Page 2 of A Deal For a Kiss

Maybe that would be a good time to introduce myself. I’m cold and my hair is damp, so I can’t exactly put my best foot forward.

The steeps slowly rise in the mug, and I stand on the other side of the counter trying my best to warm up, but a chill runs over me.

The hairs on the back of my neck stand.

I close my eyes and breathe in the scent of coffee grounds and cinnamon. I can even smell the aroma of my tea starting to rise.

When I open my eyes, the barista is sliding the teacup across the counter to me on a coaster.

“Sugar is over on that table.” The barista tilts her head to the side with a tight smile. “Enjoy.”

I smile back at her although it wavers. She tells me the same phrase I hear every time I’m here.

With my hands mostly warmed, I doctor my tea with sugar and a little milk and take it to a table on the center wall.

I used to sit by the window, but a shiver deep in my spine warns me away.

It’s him.The crazy thought seeps into my mind. My breath catches and I hope the barista doesn’t see. It’s all consuming.

The chill haunts me wherever I go. Even on the rare sunny days, I feel it. I feelhim. There have been days of this. Sleepless nights and long days of pretending I’m not crazy.

I wrap my hands around the cup of tea and try to convince myself I’m just overreacting.

My tote hangs heavier on my shoulder. The notebooks are there. Two of them. One for what I came for and the other for him. The sketches. The feelings. The nightmare that I’m terrified will return.

A shadow passes in front of the café window.

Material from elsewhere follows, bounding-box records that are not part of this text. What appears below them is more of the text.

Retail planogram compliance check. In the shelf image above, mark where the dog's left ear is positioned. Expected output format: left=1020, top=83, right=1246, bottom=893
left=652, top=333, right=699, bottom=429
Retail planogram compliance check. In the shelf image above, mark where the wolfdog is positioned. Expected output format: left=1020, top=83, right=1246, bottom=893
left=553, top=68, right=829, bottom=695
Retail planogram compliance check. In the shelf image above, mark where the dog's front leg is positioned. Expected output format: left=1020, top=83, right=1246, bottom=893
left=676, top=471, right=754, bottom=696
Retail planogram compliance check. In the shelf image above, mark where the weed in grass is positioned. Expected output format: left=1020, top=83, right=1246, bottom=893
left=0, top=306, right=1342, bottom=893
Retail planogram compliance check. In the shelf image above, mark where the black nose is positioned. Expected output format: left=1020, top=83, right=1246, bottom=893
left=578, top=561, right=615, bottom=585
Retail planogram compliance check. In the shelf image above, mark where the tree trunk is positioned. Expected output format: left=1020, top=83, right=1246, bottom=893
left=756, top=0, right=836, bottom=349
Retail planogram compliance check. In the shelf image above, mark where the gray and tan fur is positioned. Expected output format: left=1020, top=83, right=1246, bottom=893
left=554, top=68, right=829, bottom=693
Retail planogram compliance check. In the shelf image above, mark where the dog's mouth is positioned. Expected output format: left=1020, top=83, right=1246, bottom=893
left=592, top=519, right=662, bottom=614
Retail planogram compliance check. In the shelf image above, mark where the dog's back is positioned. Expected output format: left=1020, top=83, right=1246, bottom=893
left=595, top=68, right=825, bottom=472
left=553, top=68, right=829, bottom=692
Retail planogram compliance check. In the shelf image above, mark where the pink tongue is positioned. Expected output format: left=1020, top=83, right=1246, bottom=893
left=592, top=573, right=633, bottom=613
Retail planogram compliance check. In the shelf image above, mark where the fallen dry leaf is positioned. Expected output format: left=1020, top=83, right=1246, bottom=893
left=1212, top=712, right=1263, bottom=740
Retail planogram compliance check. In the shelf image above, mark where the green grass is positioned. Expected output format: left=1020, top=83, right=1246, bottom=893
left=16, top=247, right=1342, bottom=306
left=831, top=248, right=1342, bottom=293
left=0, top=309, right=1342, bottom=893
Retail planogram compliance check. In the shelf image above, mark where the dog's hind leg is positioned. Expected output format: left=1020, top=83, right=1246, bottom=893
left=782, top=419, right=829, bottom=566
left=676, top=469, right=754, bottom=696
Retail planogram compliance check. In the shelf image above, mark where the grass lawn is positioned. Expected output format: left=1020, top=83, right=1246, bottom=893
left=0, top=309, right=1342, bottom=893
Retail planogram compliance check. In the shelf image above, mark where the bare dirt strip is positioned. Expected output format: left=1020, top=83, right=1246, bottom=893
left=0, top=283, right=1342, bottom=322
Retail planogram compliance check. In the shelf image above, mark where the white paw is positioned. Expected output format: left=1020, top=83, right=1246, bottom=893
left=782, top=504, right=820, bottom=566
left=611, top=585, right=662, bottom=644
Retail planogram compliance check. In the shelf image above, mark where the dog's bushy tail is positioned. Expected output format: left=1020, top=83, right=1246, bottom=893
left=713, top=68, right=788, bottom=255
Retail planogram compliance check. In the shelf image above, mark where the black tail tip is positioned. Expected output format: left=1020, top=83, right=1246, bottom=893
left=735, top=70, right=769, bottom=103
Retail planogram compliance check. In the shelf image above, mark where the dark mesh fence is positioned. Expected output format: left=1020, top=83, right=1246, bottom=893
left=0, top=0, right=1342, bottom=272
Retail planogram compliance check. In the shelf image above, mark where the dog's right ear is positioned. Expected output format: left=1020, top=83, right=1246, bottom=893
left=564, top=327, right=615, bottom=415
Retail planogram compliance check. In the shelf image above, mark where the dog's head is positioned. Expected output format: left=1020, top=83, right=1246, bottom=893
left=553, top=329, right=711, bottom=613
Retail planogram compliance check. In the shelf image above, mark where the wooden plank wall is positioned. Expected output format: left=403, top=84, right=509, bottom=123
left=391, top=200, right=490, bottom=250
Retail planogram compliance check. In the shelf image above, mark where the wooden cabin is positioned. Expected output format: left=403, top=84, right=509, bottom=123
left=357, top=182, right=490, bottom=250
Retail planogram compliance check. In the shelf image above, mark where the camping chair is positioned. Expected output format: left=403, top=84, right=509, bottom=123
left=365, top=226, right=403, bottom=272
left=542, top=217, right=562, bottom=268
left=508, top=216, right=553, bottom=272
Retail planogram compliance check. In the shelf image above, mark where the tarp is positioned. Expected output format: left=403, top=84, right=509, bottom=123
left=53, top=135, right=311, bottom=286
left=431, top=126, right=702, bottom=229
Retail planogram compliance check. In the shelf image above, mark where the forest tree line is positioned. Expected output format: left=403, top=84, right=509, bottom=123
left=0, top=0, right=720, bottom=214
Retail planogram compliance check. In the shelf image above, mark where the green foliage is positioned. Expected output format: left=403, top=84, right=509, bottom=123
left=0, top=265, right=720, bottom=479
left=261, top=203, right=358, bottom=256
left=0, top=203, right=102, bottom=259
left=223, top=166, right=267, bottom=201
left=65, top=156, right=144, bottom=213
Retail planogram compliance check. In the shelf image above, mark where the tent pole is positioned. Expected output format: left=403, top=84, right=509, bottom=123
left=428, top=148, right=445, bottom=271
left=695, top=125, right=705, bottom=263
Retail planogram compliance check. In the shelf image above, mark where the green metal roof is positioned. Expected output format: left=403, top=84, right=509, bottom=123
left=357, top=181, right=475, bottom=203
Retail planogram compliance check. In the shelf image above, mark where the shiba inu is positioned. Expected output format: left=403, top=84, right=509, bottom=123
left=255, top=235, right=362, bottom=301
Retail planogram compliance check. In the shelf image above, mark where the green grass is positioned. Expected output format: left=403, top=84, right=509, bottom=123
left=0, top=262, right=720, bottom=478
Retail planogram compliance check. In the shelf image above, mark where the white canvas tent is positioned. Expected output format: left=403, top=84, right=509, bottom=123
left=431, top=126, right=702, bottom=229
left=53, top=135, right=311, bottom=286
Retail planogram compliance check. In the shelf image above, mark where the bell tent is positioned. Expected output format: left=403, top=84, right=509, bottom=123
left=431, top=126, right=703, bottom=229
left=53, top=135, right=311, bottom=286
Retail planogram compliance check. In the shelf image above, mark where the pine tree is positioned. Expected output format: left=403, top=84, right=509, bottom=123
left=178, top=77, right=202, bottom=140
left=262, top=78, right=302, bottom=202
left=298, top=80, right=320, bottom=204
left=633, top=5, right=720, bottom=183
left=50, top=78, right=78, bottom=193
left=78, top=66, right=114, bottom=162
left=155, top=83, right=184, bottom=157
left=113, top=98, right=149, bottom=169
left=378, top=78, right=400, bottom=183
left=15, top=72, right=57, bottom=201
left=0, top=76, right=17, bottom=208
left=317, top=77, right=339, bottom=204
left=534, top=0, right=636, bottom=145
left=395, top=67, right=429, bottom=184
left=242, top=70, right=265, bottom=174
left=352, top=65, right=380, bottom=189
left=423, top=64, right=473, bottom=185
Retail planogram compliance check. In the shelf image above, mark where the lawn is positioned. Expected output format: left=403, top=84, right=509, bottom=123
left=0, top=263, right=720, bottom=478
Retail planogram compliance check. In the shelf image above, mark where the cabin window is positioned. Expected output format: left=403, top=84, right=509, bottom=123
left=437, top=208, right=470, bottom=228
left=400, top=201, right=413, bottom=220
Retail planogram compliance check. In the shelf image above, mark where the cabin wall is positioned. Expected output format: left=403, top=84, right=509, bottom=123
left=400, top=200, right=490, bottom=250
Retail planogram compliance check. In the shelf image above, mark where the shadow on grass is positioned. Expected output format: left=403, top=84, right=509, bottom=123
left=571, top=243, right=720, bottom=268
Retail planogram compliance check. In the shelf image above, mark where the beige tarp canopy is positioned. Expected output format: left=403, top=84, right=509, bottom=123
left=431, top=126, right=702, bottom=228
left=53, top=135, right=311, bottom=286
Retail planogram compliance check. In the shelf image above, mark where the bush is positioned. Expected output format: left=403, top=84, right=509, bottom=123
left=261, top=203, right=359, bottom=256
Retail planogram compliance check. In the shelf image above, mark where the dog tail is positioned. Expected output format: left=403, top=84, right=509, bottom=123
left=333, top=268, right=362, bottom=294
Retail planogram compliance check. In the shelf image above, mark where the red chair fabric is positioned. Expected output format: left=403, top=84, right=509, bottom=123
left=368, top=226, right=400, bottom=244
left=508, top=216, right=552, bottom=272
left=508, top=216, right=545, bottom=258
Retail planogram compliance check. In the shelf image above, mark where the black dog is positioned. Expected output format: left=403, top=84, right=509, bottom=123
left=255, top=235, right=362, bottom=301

I can’t help following it as it moves along. The shadow has a tall, wide shape of a person, but I can’t see any features. The window is too fogged. The difference between the heat of the café and the cold of the rainy air outside is too great.

My heart pounds as the shadow slows down and pauses, like he can feel my eyes on him. Thump. Thump. My heart seems to slow, as does time.

I steal another glance at the barista. As quickly as I can, praying she sees it too. With one more thump of my heart I turn back, and he’s gone, but the chill remains.

Another moment passes and it’s then I realize my hands are shaking, my knuckles are white from gripping the mug so tightly. With effort, I relax my stance and tell myself it’s nothing.

It’s nothing but a nightmare.

These thoughts are only make-believe.

I sip my tea. It’s still a bit too hot, burning my tongue mildly as it goes down, but the heat makes the chill a little less harsh. I focus on it. Focus on breathing deeply and grounding myself. Keep my feet here, in the present, in this moment.

A hot cup of tea, a quaint café, and a beautiful city filled with so much history.

Movement catches my eye and my entire body stiffens.

A couple of people walk by, just as blurry through the fogged-up window, moving fast.

It’s nothing. There’s nothing to worry about.

When I finally manage to relax into my chair, my face is hot. I fish my phone out of my pocket on instinct. I should call a friend just to hear another person’s voice. Someone who could bring me back to reality.

But as I scroll through my contacts, another kind of chill sets in.

It had been hard to meet people when I first came here, but I had met a few people I’ve seen every so often and recognized.

I did have a group of friends back at home, but with the time difference and them moving and applying for jobs and internships and…moving on to the next phase, the messages have slowed.

Somehow, between now and the moment I set foot in this city, those people have faded out of my life. I’ve just felt so cold and isolated here. All the texts I’ve exchanged with people are from months ago. Those months flew by, despite the cold that seems to make every hour drag. It’s been months, I realize. Months since I’ve had anything close to a social life.